The Data Mining Blog : Data Mining : Business Intelligence : Analytics : Marketing : Finance:

Predictive Modeling 101

Posted in Data Mining, Predictive Modeling by Pankaj Gudimella on May 22, 2008

I read a very good article from marketingsherpa which explaines the basics of predictive modeling. A very good read for someone who is looking for an introduction to the art and science of predictive modeling. Enjoy the article!

How to Create a Predictive Model
A predictive model determines the probability of a certain outcome based on a target — what you want to predict. You use data-mining software to sift through your customer database.

Every category of customer information — age or favorite color or buying frequency or how many times a customer visited your store in the past year — is a variable collected as a predictor of future behavior. A predictor is your model’s central building block.
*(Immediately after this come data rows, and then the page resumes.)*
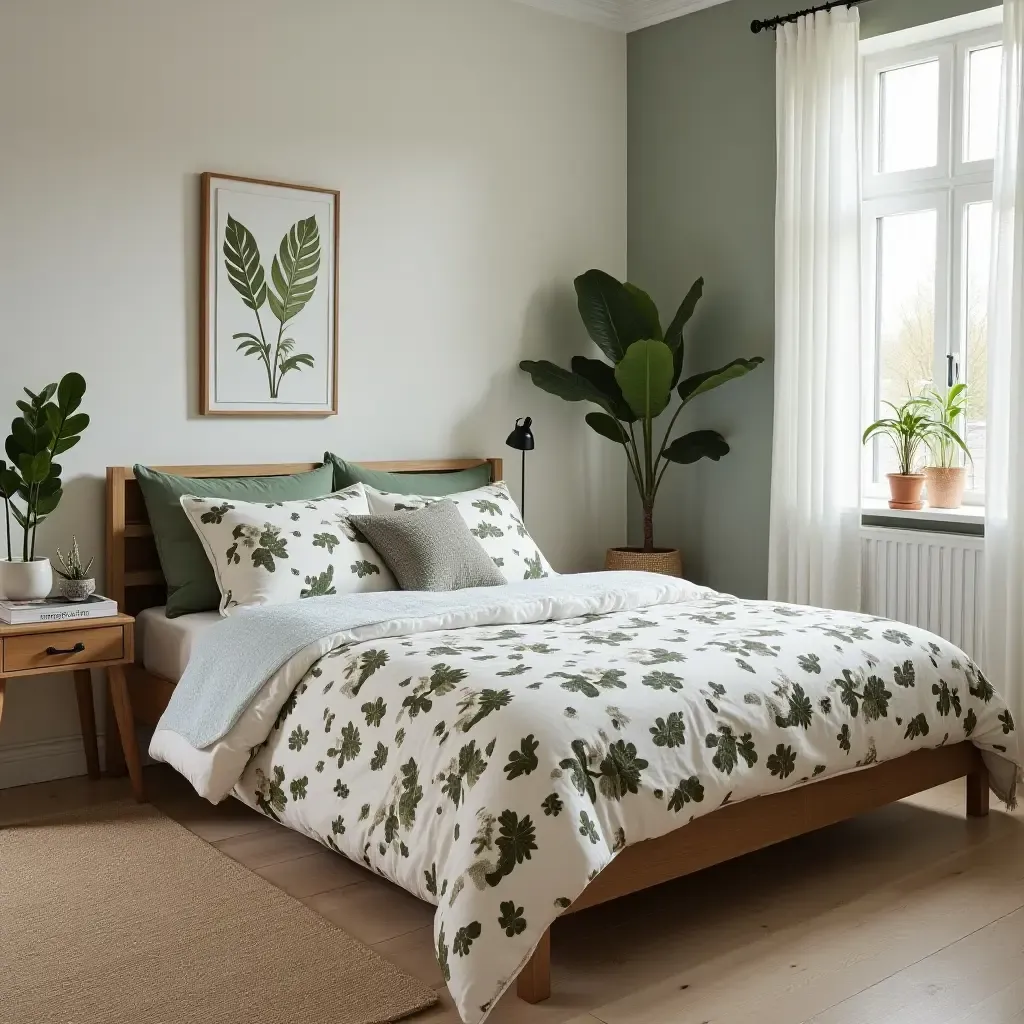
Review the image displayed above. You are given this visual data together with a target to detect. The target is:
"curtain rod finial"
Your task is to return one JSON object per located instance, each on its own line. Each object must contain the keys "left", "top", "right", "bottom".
{"left": 751, "top": 19, "right": 764, "bottom": 32}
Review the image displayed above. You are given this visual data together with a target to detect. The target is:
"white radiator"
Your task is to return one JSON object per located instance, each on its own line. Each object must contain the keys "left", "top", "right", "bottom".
{"left": 860, "top": 527, "right": 985, "bottom": 661}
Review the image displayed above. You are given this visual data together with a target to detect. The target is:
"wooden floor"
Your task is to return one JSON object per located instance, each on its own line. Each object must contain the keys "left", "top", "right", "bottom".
{"left": 3, "top": 766, "right": 1024, "bottom": 1024}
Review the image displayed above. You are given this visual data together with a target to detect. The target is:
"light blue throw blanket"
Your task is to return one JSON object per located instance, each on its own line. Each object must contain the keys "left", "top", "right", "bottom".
{"left": 156, "top": 573, "right": 689, "bottom": 749}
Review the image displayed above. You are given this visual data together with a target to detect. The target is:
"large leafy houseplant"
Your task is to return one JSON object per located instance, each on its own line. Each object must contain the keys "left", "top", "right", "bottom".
{"left": 520, "top": 270, "right": 763, "bottom": 551}
{"left": 0, "top": 373, "right": 88, "bottom": 562}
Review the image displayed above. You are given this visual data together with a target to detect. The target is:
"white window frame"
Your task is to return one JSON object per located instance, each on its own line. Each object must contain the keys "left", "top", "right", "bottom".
{"left": 860, "top": 21, "right": 1001, "bottom": 507}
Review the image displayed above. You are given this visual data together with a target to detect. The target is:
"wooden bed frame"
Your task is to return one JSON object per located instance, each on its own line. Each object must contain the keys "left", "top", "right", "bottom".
{"left": 104, "top": 460, "right": 991, "bottom": 1006}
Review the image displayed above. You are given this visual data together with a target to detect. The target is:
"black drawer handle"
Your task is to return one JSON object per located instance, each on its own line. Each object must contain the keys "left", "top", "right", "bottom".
{"left": 45, "top": 642, "right": 86, "bottom": 656}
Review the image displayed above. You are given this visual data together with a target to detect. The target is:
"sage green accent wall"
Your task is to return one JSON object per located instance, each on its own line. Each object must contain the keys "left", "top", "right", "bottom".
{"left": 626, "top": 0, "right": 997, "bottom": 598}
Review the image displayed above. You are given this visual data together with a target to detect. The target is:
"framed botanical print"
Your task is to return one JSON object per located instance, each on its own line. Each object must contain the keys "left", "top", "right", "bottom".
{"left": 200, "top": 172, "right": 339, "bottom": 416}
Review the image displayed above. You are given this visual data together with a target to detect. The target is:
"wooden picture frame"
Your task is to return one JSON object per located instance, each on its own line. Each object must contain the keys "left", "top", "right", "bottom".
{"left": 200, "top": 173, "right": 340, "bottom": 417}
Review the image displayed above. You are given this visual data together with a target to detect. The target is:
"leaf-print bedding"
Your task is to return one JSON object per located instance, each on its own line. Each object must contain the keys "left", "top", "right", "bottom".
{"left": 203, "top": 589, "right": 1020, "bottom": 1023}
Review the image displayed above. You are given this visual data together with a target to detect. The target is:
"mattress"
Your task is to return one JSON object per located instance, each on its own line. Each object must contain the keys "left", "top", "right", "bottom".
{"left": 136, "top": 606, "right": 220, "bottom": 683}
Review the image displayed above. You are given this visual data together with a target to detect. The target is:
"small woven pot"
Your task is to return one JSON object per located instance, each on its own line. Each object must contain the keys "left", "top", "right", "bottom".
{"left": 886, "top": 473, "right": 926, "bottom": 511}
{"left": 59, "top": 577, "right": 96, "bottom": 602}
{"left": 924, "top": 467, "right": 967, "bottom": 509}
{"left": 605, "top": 547, "right": 682, "bottom": 577}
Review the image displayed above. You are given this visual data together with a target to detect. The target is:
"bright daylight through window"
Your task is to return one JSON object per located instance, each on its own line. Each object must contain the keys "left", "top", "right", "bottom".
{"left": 863, "top": 23, "right": 1001, "bottom": 500}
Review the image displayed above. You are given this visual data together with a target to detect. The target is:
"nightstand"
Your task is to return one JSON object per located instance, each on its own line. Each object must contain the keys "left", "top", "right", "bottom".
{"left": 0, "top": 613, "right": 144, "bottom": 801}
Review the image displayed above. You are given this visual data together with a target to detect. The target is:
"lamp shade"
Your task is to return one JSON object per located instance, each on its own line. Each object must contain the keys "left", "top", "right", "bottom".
{"left": 505, "top": 416, "right": 535, "bottom": 451}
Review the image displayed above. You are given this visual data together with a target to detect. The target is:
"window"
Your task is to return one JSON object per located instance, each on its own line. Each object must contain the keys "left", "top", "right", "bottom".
{"left": 862, "top": 24, "right": 1001, "bottom": 502}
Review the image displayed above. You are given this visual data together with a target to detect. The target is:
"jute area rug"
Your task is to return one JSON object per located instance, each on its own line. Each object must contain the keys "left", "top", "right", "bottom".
{"left": 0, "top": 800, "right": 439, "bottom": 1024}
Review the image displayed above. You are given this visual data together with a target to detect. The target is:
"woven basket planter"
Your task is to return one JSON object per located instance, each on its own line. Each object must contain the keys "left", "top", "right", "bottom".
{"left": 605, "top": 547, "right": 682, "bottom": 577}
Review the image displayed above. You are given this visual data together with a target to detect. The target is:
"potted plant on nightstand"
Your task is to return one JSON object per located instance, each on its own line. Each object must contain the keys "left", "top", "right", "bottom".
{"left": 521, "top": 270, "right": 763, "bottom": 575}
{"left": 862, "top": 394, "right": 969, "bottom": 511}
{"left": 53, "top": 537, "right": 96, "bottom": 601}
{"left": 922, "top": 383, "right": 973, "bottom": 509}
{"left": 0, "top": 373, "right": 89, "bottom": 600}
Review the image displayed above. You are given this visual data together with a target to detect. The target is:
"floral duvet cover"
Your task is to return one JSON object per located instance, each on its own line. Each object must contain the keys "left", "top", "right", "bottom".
{"left": 217, "top": 587, "right": 1023, "bottom": 1023}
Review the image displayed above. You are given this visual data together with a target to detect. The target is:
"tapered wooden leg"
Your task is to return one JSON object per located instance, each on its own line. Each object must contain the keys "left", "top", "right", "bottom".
{"left": 104, "top": 681, "right": 127, "bottom": 777}
{"left": 108, "top": 665, "right": 144, "bottom": 801}
{"left": 517, "top": 929, "right": 551, "bottom": 1003}
{"left": 967, "top": 765, "right": 989, "bottom": 818}
{"left": 73, "top": 670, "right": 100, "bottom": 780}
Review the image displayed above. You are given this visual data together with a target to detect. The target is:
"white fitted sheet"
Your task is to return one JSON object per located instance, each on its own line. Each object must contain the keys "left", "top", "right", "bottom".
{"left": 136, "top": 606, "right": 220, "bottom": 683}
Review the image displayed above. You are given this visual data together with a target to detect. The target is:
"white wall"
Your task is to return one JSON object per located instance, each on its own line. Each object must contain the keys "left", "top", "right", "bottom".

For example, you want to predict which customers will visit your store at least five times in the next 12 months. Here’s a simplified version of what you need to do:

-> Step #1. Prepare your data

Preparing data is the most difficult and complicated step in the process. We’ll talk about why and what you can do about it later.

“It’s estimated that 70% to 80% of the time devoted to an analytical project is devoted to data preparation. It’s just getting the data in the one place in the right form to actually start building models,” says Richard Hren, Director Product Marketing, SPSS.

->Step #2. Set your target

Your target is the customers who will visit your store five times in the next year. For this example, the target is the same as one of the variables — customers who visited the store five times in the past year.

->Step #3. Determine the most important variables

Determine which variables are most relevant to your target. Some types of data mining software will dig through data and tell you. Other packages depend on your judgment to determine which variables matter most. Some software will do both: tell you what it likes and allow a statistician to tweak it.

->Step #4. Run program to get a model

The software weighs the importance of each variable and creates a model — think of it as an equation. You fill in each variable in the equation and then the model calculates and gives higher scores to customers with the greatest probability of visiting your store more times in the next year.

Usually, you don’t have to score one customer at a time. You can build a model to automatically score a database of these higher probability customers.